2. Quels sont les obstacles à cette massification ? 

La massification de la rénovation énergétique se heurte à plusieurs obstacles majeurs, dont le manque de formation des artisans et la faible visibilité de la filière. Ces difficultés freinent la capacité des professionnels à répondre aux exigences techniques des rénovations globales, tout en exacerbant les défis économiques et administratifs. 

Formation des artisans et manque de visibilité de la filière 

L’un des principaux obstacles à la massification de la rénovation énergétique est le manque d’artisans qualifiés. La formation insuffisante des professionnels du bâtiment limite leur capacité à répondre aux exigences techniques des rénovations globales. Ce manque de qualification freine la montée en compétence de la filière et, par conséquent, ralentit l’atteinte des objectifs de rénovation. 

En outre, le manque de coordination et de stabilité dans les politiques publiques empêche les investisseurs de s’engager sur le long terme. Chaque année, les modifications apportées aux lois de finance créent une incertitude qui décourage les investissements durables, alors que des politiques plus cohérentes jusqu’en 2050 seraient nécessaires. 

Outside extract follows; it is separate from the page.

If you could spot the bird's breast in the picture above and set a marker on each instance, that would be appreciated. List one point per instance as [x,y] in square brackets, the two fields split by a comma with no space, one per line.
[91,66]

Questions techniques en suspens 

Certains aspects techniques représentent également des freins importants. Par exemple, la question du remplacement des chaudières à gaz dans certains logements collectifs reste en suspens. De plus, il est complexe de déterminer comment rénover efficacement le patrimoine architectural, souvent soumis à des contraintes spécifiques. 

Freins économiques à la rénovation 

Les coûts de rénovation, en particulier pour les rénovations globales, constituent un frein majeur. Le montant restant à charge pour les ménages après déduction des aides publiques est souvent trop élevé, rendant ces rénovations difficiles à financer. Cette barrière économique est amplifiée par la complexité administrative qui entoure l’accès aux aides disponibles, décourageant ainsi de nombreux propriétaires de se lancer dans des projets de rénovation. 

Malgré une augmentation des ressources publiques dédiées à la rénovation, la demande en investissements continue de croître, notamment en raison de l’ambition européenne de transition énergétique et de l’augmentation des coûts des travaux. Le besoin d’investissement est estimé à 200 milliards d’euros par an, ce qui montre que les ressources publiques sont insuffisantes pour couvrir l’ensemble des besoins. Par conséquent, il est nécessaire de promouvoir des solutions financières innovantes et d’encourager l’investissement privé pour combler ce gap. 

D’après une étude de l’I4CE, en 2022, les secteurs du bâtiment, des transports et de l’énergie ont reçu un investissement total de 100 milliards d’euros. Cependant, il aurait été nécessaire d’investir 58 milliards supplémentaires de manière plus efficiente pour atteindre les objectifs fixés. En ce qui concerne spécifiquement le secteur du bâtiment, les investissements en rénovation se sont élevés à 22 milliards d’euros, mais cela reste insuffisant pour répondre aux défis futurs. Pour la période 2024-2030, il faudrait augmenter ces investissements de 27 % en moyenne, soit presque doubler les montants actuels pour assurer que la rénovation soit à la hauteur des ambitions de transition énergétique. 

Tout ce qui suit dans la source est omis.